Le procès des deux plus hauts dirigeants Khmers rouges encore vivants est entré mercredi dans sa phase finale au Cambodge, ravivant le souvenir des deux millions de morts causés par le régime, face à des accusés dans le déni.

«En dépit du nombre des charniers, les accusés continuent de nous dire qu'ils ne savaient pas», a lancé Elisabeth Simonneau-Fort, une des avocates des victimes, dénonçant des accusés octogénaires qui se sont «murés dans le silence» alors que ce procès hors normes, aux plus de 3800 parties civiles, touche à sa fin.

Revenant sur l'évacuation forcée des deux millions d'habitants de la capitale en avril 1975, dans le cadre de l'utopie marxiste des Khmers rouges de créer une société agraire sans citadins, l'avocate a appelé la cour et le public à «voir ces gens qui marchent dans la violence, la menace».

«Je voudrais que nous soyons tous capables de voir ceux qui marchent le long des routes», décrivant avec une émotion intense les parents «affolés» de perdre leurs enfants, envoyés dans des camps séparés.

«Qu'ils soient forcés de les voir», a-t-elle ajouté à l'adresse des deux compagnons de route de Pol Pot, poursuivis pour génocide, crimes de guerre et crimes contre l'humanité.

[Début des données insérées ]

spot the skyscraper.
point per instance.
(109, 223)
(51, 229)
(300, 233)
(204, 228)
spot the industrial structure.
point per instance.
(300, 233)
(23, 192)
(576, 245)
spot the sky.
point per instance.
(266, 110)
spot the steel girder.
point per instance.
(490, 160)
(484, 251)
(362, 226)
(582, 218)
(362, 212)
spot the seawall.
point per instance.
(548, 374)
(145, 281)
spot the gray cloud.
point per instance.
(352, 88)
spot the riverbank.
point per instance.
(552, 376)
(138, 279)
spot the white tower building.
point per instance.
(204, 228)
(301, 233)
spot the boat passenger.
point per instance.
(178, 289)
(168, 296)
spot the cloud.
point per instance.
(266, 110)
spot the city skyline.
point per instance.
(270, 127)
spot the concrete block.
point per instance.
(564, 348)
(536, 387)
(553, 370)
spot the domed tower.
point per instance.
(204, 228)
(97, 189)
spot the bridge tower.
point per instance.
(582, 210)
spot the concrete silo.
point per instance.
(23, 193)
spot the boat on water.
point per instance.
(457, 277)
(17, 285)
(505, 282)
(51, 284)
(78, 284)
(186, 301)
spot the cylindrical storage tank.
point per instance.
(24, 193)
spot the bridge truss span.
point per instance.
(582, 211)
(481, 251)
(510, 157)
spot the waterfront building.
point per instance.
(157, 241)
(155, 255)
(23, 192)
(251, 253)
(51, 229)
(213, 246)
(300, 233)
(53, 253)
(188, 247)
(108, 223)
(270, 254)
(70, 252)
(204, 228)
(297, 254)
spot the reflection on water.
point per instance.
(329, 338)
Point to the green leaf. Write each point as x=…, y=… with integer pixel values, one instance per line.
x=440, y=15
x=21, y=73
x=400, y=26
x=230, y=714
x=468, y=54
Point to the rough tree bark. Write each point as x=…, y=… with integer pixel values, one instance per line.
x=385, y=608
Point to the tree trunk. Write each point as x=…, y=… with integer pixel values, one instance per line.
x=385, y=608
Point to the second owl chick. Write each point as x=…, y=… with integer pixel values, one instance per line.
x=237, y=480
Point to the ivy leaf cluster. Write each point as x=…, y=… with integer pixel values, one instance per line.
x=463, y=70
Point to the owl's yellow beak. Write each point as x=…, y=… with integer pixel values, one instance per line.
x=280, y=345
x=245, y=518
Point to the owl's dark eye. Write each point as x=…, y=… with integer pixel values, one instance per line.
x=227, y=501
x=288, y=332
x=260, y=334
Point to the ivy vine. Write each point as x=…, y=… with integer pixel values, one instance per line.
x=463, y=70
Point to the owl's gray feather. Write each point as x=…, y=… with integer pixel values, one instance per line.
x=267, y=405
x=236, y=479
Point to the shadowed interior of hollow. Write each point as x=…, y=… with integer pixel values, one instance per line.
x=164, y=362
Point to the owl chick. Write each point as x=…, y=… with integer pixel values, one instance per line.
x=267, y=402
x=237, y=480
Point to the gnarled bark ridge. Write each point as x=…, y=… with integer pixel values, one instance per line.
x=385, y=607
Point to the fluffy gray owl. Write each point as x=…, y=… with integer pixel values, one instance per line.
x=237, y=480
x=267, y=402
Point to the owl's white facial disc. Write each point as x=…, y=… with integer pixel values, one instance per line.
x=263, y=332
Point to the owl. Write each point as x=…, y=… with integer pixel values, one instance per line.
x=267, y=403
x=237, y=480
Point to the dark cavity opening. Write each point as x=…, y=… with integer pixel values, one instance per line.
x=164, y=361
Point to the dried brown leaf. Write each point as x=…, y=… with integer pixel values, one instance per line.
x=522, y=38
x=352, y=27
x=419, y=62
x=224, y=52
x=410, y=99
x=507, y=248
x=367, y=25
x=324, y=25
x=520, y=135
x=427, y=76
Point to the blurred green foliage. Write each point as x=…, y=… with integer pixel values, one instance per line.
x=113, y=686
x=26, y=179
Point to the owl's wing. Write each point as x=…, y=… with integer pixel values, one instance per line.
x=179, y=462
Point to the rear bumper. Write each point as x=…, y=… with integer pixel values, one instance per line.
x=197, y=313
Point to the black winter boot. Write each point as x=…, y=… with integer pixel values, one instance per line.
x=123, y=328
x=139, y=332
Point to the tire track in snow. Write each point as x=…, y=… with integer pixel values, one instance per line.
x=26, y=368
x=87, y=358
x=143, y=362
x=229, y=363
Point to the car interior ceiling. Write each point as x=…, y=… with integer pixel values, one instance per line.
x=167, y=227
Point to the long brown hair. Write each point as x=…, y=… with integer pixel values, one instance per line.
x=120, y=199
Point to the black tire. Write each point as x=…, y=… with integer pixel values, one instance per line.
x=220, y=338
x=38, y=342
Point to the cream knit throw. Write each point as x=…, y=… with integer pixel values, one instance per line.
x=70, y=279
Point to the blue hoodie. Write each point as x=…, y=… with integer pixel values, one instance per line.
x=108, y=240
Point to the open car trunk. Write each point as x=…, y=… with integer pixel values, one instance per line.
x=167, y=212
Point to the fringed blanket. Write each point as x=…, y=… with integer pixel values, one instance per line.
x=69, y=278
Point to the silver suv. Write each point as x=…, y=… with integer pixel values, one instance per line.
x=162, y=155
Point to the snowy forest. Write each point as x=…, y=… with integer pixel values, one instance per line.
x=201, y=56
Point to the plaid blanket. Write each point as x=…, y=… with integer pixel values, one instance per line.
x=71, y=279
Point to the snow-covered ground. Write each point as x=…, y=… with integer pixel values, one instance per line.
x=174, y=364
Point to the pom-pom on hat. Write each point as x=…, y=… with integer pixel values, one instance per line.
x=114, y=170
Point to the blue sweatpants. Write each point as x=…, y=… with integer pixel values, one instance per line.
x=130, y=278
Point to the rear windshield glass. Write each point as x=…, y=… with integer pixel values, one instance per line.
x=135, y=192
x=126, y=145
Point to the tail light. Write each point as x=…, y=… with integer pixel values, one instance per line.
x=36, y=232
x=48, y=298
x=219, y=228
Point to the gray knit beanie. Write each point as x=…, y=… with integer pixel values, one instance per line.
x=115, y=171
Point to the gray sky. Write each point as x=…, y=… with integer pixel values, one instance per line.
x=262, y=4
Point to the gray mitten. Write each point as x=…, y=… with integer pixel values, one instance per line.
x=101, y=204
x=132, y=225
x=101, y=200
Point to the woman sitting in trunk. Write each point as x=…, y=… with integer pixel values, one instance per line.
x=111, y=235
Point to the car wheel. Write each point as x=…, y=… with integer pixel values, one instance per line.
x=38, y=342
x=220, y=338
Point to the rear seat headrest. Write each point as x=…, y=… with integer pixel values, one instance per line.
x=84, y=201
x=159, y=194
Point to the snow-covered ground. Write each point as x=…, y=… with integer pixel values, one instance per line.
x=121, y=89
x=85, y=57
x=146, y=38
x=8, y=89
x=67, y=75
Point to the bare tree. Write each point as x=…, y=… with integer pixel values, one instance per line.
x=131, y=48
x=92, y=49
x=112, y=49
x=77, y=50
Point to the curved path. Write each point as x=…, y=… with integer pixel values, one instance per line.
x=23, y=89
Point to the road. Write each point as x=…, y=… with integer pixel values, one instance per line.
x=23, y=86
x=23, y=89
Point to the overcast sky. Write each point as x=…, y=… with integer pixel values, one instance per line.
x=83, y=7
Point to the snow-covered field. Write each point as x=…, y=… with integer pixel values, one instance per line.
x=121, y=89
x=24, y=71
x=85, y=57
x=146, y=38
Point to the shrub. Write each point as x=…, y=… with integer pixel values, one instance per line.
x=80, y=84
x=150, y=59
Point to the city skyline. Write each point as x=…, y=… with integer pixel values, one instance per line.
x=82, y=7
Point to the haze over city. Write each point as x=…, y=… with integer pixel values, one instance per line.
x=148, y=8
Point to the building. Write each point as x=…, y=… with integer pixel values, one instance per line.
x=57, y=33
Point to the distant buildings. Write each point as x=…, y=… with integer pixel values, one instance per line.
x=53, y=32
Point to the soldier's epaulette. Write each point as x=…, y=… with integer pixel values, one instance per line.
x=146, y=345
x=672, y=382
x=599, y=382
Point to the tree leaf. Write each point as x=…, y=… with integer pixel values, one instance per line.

Seul l'ancien chef de l'État du «Kampuchéa démocratique» Khieu Samphan, 82 ans, a pu l'entendre de vive voix, l'ancien idéologue du régime Nuon Chea, 87 ans, s'étant fait porter pâle le matin, après vingt minutes d'audience.

«Je veux aller dans la cellule du sous-sol», a demandé «Frère numéro deux» (Pol Pot étant le numéro un), le regard caché par ses habituelles lunettes noires.

Quelque 500 Cambodgiens, victimes ou ex-Khmers rouges, mais aussi moines ou étudiants, conduits par autocars affrétés par la cour, ont assisté mercredi au début de cette dernière étape judiciaire avant le verdict.

Cela porte à près de 100 000 le nombre de personnes ayant assisté aux plus de 200 jours d'audience, selon ce tribunal spécial parrainé par les Nations unies.

«J'espère que cela apportera la justice aux victimes», a expliqué dans le public Kuy Pel, agriculteur de 62 ans qui a perdu plusieurs proches, dont un enfant de deux ans, morts de faim, prônant la réconciliation.

«Le début de la fin»

Cette nouvelle étape judiciaire est très attendue, près de quarante ans après le régime paranoïaque de Pol Pot (1975-79), qui fit deux millions de morts, exécutés, morts de faim ou d'épuisement.

Alors que le procès commencé en 2011 a été découpé en segments de crainte de voir mourir les accusés, ce premier «mini-procès» porte uniquement sur l'évacuation forcée de la capitale.

L'avocate des parties civiles Christine Martino a évoqué les «sinistres convois vers l'enfer» déportant les deux millions d'habitants de Phnom Penh notamment vers des fermes dans les campagnes.

«Ce ne sont pas les petits chefs qui ont organisé ces convois», a-t-elle dit.

Son collègue Hong Kim Suon a quant à lui insisté sur le fait que les Khmers rouges avaient «utilisé la privation de nourriture comme un moyen de répression». Nuon Chea et Khieu Samphan «savaient non seulement ce qui se passait, mais ont échafaudé cette politique», a-t-il martelé.

Après les conclusions des parties civiles, l'audience doit se poursuivre jeudi avec les réquisitoires des procureurs, puis les plaidoiries de la défense, jusqu'au 31 octobre.

Le verdict devrait ensuite être rendu au premier semestre 2014, après examen de quelque 4.000 documents. Les dommages aux victimes doivent servir le cas échéant à des projets collectifs comme la construction d'un mémorial ou des travaux de documentation.

Aucune date n'a été fixée pour le «mini-procès» suivant, mais le tribunal a évoqué la possibilité qu'il puisse commencer avant même ce verdict, malgré les problèmes de financement.

«Le début de la fin», titrait mercredi en première page le journal anglophone The Phnom Penh Post, rappelant que le procès-fleuve dure depuis près de deux ans, «après 212 jours d'audience et la perte de deux des accusés».

L'ancien ministre des Affaires étrangères Ieng Sary est en effet mort en mars, à 87 ans, et sa femme, l'ex-ministre des Affaires sociales Ieng Thirith, a été libérée pour démence.

Depuis sa création en 2006, le tribunal n'a rendu qu'un seul verdict: la perpétuité pour «Douch», chef de la prison de Tuol Sleng à Phnom Penh, où 15 000 personnes ont été torturées avant d'être exécutées.